In season two of Star Trek: Strange New Worlds, in an episode entitled “Among the Lotus Eaters,” the crew of the Enterprise finds themselves strangely affected by the mysterious properties of the planet Rigel VII.
They’ve traveled to the planet at the insistence of Starfleet. Something troubling has been discovered, and the Enterprise is the ship tasked with investigating. The captain, the doctor, and the security chief land on the planet to sort things out.
Here’s the thing: Rigel VII is a planet contaminated by radiation. And that radiation does things to the mind. Once people are in range of Rigel VII—whether orbiting the planet in a ship or on its surface—they begin to hear a ringing sound, are consumed by inordinate fear, lose track of time and—most importantly—experience the “forgetting.”
The “forgetting” is exactly what it sounds like: affected people forget the details of their lives. They’re left with a sense of who they are—vague feelings, ideas that exist at the periphery of the mind’s eye, a fuzzy concept of things—but they are bereft of the vivid images, faces, names, and events that make up a life story.
Captain Pike is determined to undo the “forgetting.” He’s confident that if he can just get inside the walls of the palace, all will be well. He says as much to Luq, the local guide who has been helping Pike and the rest of the landing party navigate the intricacies of Rigel VII politics.
But Luq is reluctant. He doesn’t want to have his memories back. He’s fine living in the moment, not knowing who he was—and who he might have been to others. He doesn’t think the details of his days matter. And he’s afraid remembering will necessitate pain.
Star Trek, of course, is science fiction. But I don’t think we need to reach too far into a fictional world to find parallels with our very real lives.
How many of us accompany loved ones who struggle to pinpoint the details of their own stories? How many of us struggle to come to terms with the details of our own?
The character Luq is a compelling one. He’s an earnest man, determined to help strangers, even at risk to himself. These are qualities of a good and decent human being. And yet, he is afraid of what his memories will reveal—of the suffering he might find therein.

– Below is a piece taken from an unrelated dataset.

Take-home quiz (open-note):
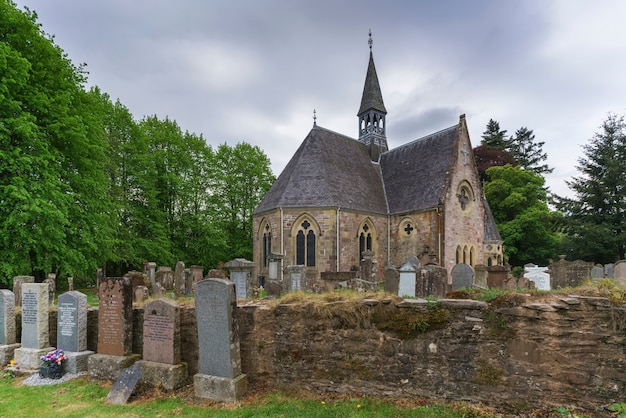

In the end, Luq does agree to follow Pike. He allows his memories to return. As a result, Pike finds him sobbing in the corner of the palace’s main hall at the episode’s conclusion.
“I had a family, a son,” he says. “I was wrong before. The story of your life, the details. They matter.”
That’s a beautiful line. And for us in the Ignatian tradition, it points directly to the Examen. Ignatius has given us a tool to sift through the details of our days and to hold those details up to the light like gemstones and marvel in their elegance. Even in the pain, the suffering, and the hardship, the details of our lives reflect to us a God who is intimately concerned with our very being. And so, even in sorrow, we have the audacity to be grateful.
Even in sorrow, we have the audacity to be grateful.
Luq’s line, too, poses a question to us: What would our lives look like without the Examen? Without the ability to bask in the details of our very selves, to see them glow with the grace of our loving God? How do we decipher who we are—and who we can be—without the context of who we’ve been?
In time, for various reasons, details fade. We may not be captives on Rigel VII, but our memories dim from the effects of disease, of time, of life.
And so, the Examen becomes not only a tool for ourselves but a tool we use with and for others. We hold up those gemstones from one another’s lives; we remind one another who we are—and who we are to each other.
It’s a hard, heart-wrenching task. But there’s joy to be found.
And so, we give thanks. Because the stories of our lives, the details—they matter.